E’ storia vecchia, e storia di un secolo di lotte per frenare 1’ingordigia dei rapinatori dell’unica vera ricchezza di Lipari (le cave di pomice, appunto) e per difendere in qualche modo la sorte dei cavatori. La rivolta più clamorosa ad una condizione da colonia e da schiavi e dei primi del ‘900, coincide non a caso con l’esplodere del movimento dei Fasci, porta nel ‘908 ad una conquista in certo modo storica e originale nessun padrone potrà più accampare diritti naturali sulle cave (cioè praticamente su ogni centimetro quadrato delle alture protese verso Salina e Panarea), le cave diventano infatti demanio municipale, sarà il comune a concedere a chiunque degli “indigeni” ne faccia richiesta, e solo a loro — così ordina la speciale legge tuttora in vigore —, il permesso dl estrazione o taglia dietro pagamento di un e sugli utili di estrazione.

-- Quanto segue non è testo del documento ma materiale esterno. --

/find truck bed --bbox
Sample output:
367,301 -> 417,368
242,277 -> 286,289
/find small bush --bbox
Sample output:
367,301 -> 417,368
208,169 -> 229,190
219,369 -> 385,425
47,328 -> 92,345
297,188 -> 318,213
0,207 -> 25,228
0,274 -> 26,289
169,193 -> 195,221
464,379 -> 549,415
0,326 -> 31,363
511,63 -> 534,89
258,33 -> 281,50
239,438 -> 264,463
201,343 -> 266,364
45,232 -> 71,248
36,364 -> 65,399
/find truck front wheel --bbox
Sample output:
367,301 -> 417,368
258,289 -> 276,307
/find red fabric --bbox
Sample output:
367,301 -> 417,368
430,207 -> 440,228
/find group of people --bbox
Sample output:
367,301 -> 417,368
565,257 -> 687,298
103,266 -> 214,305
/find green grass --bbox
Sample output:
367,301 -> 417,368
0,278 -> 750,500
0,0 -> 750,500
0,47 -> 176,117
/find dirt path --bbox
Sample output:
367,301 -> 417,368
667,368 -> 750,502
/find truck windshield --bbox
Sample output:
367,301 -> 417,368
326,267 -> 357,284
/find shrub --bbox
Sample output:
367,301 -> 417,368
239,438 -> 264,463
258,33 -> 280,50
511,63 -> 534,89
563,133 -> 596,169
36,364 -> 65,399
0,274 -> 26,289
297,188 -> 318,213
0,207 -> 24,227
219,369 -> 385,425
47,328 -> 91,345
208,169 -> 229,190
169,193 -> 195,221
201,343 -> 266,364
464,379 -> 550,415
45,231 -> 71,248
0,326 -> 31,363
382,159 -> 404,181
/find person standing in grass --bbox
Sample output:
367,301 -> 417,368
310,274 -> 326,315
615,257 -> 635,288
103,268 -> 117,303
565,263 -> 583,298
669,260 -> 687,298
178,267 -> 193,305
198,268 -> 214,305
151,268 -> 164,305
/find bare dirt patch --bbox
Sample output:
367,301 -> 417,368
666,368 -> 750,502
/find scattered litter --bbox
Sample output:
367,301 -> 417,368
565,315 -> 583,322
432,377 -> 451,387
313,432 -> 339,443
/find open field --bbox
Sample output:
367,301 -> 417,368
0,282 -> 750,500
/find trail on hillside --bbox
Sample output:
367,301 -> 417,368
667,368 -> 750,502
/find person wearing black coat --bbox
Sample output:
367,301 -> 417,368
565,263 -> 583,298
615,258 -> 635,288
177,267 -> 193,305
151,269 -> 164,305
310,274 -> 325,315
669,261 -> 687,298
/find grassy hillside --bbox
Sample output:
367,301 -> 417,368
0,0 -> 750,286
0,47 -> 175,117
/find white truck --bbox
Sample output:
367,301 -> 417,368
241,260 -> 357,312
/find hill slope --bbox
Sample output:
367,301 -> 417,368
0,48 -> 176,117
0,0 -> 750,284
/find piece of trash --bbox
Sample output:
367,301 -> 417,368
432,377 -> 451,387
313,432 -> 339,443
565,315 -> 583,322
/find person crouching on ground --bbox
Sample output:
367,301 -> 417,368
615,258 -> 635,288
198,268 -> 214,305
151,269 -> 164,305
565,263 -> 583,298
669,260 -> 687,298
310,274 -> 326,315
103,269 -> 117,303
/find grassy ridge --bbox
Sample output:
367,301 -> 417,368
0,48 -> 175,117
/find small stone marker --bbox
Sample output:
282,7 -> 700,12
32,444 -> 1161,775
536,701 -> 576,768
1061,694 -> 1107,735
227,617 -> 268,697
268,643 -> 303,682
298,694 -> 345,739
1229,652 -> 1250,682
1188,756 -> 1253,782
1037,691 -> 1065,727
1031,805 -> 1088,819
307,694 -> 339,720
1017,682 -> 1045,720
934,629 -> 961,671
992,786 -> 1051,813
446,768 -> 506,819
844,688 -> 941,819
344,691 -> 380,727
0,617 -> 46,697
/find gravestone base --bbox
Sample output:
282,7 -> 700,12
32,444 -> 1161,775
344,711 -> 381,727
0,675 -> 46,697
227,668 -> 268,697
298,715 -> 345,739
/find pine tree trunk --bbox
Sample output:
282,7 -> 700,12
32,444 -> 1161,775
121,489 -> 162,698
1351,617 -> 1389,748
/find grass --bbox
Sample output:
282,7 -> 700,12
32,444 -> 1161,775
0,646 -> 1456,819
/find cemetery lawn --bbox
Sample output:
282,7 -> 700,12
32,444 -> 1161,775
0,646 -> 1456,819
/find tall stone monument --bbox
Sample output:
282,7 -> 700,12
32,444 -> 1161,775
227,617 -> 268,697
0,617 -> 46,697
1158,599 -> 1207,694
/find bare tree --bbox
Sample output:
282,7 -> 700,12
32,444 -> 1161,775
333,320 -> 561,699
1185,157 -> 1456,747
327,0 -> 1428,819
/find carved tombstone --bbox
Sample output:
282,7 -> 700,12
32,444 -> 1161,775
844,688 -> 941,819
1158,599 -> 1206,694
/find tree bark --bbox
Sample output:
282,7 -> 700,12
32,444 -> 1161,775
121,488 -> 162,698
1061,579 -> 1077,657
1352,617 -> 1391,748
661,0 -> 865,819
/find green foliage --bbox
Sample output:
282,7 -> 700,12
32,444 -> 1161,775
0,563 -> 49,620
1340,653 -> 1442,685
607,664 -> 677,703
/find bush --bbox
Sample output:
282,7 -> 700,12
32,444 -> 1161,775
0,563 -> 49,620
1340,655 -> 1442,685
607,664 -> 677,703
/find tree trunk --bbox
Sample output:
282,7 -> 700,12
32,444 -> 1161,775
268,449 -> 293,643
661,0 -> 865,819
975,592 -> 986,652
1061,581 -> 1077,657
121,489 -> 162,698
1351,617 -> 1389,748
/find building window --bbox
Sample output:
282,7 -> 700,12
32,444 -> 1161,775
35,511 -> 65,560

Da allora a per molti anni chiunque potrà dunque cavare pomice dai monti: accanto alla figura dell’operaio ancora subordinato all’industriale sorge (e si impone) quella del produttore in proprio, il quale non e necessariamente un professionista del mestiere ma anzi il più delle volte e il bracciante che riempie i vuoti stagionali, il pescatore che non può prendere il mare, il disoccupato che deve sfamare la famiglia. I ricchi non eran perciò, almeno allora, gli industriali (o piuttosto la gran parte di loro); davvero potenti erano, e son restati praticamente sino a vent’anni fa, gli incettatori della sminuzzata produzione, i commercianti che tenevano gelosamente in pugno i rapporti coi mercati, in Italia e soprattutto all’Estero.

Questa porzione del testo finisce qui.